Internet Security Suites fail to block exploits and do little to protect users against exploits, according to a recently released "test" [here] by Secunia, a Danish vulnerability notification firm. I quoted the word "test" as it's very common to see vulnerability companies use close-to-unethical tactics to oversell problems with the AV industry in order to promote their own services [another example here].
Now its Secunia's turn. In their "test" they assume that anti-virus products have poor performance in detecting vulnerability exploits because of their limited focus on traditional AV signatures. So along comes Secunia's Chief Technology Officer (CTO) Thomas Kristensen with the bright idea of testing 12 different Internet Security Suites from McAfee, Norton, Kaspersky, Panda and others against a testbed of exploit files. So far so good, it’s an interesting idea for comparing technologies and I believe it should be performed.
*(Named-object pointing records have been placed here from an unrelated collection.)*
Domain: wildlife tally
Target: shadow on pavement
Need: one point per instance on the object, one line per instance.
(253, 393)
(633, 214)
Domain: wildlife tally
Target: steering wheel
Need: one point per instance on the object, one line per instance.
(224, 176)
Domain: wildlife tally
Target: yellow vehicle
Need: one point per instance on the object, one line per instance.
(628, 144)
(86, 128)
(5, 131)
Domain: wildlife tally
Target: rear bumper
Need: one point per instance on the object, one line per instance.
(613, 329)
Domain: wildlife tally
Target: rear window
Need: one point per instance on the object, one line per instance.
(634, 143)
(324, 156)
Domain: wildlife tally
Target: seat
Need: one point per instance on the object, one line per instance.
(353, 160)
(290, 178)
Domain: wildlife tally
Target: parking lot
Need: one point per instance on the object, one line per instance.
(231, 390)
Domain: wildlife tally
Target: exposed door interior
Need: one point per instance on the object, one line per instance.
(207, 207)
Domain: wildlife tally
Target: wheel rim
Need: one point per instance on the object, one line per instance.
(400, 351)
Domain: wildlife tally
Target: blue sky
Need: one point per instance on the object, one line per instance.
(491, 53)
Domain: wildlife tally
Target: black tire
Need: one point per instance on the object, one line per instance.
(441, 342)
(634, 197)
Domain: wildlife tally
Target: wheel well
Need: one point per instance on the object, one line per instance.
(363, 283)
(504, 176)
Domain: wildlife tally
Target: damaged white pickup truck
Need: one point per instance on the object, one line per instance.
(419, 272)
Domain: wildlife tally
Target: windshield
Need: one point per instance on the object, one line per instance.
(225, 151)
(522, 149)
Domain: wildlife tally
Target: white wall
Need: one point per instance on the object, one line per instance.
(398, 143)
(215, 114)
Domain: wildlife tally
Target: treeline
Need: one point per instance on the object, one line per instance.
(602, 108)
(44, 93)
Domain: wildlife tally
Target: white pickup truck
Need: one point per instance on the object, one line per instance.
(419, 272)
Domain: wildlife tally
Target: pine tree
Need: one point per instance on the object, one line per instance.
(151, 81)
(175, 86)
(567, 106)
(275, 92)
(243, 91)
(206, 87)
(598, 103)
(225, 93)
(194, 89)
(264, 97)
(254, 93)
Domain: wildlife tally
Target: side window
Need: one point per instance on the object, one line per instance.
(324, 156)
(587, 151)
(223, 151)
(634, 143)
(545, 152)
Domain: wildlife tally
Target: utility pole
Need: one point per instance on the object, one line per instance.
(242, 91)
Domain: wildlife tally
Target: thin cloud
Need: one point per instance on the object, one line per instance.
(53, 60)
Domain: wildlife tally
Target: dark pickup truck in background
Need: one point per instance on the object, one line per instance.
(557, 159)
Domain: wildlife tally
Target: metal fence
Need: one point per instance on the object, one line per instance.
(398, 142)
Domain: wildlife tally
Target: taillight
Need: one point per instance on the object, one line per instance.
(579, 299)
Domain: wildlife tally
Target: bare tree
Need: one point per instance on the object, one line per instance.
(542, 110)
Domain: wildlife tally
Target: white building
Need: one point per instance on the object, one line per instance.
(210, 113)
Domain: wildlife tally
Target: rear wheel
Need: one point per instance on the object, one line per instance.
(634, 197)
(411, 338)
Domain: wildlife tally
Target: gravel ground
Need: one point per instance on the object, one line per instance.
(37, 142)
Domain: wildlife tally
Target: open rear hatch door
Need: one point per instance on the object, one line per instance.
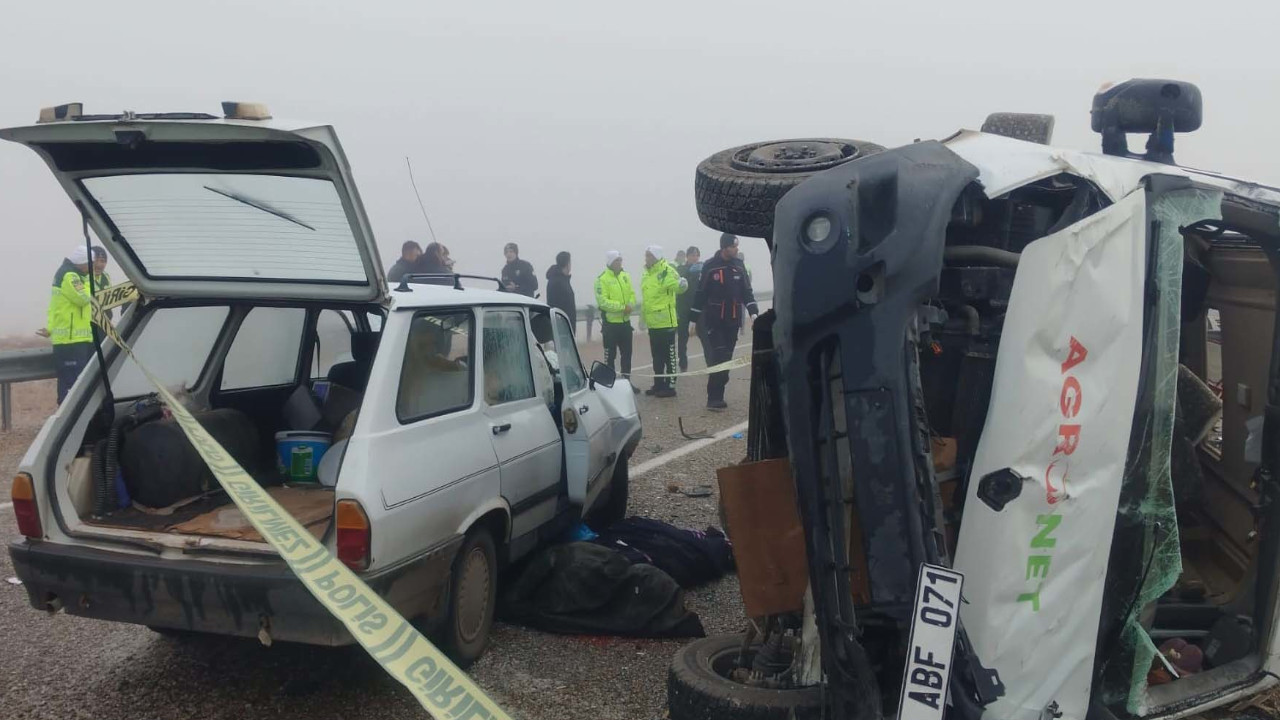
(218, 208)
However when testing exploits one very important aspect is that these products don't just rely on traditional signature detection. Yet Secunia's "test methodology" only takes into consideration manually scanning 144 different inactive exploit files. This is very much like saying that you're going to test a car’s ABS breaks by throwing it down a 200 meter cliff. Absurd, sensationalist and misleading at best.
Just to clarify, if you only test 1 part of a product against exploits, which by the way is the part of the product which IS NOT designed to deal with exploits, and leave out of the test the part of the product that DOES deal with exploits and vulnerabilities, there's a very good chance the results will be misleading. Mr. Kristensen, as a Chief Technology Officer, should know this and should be very well aware of the consequences of a faulty methodology. So the question remains, why did he ignore it and just go for the yellow sensationalist approach?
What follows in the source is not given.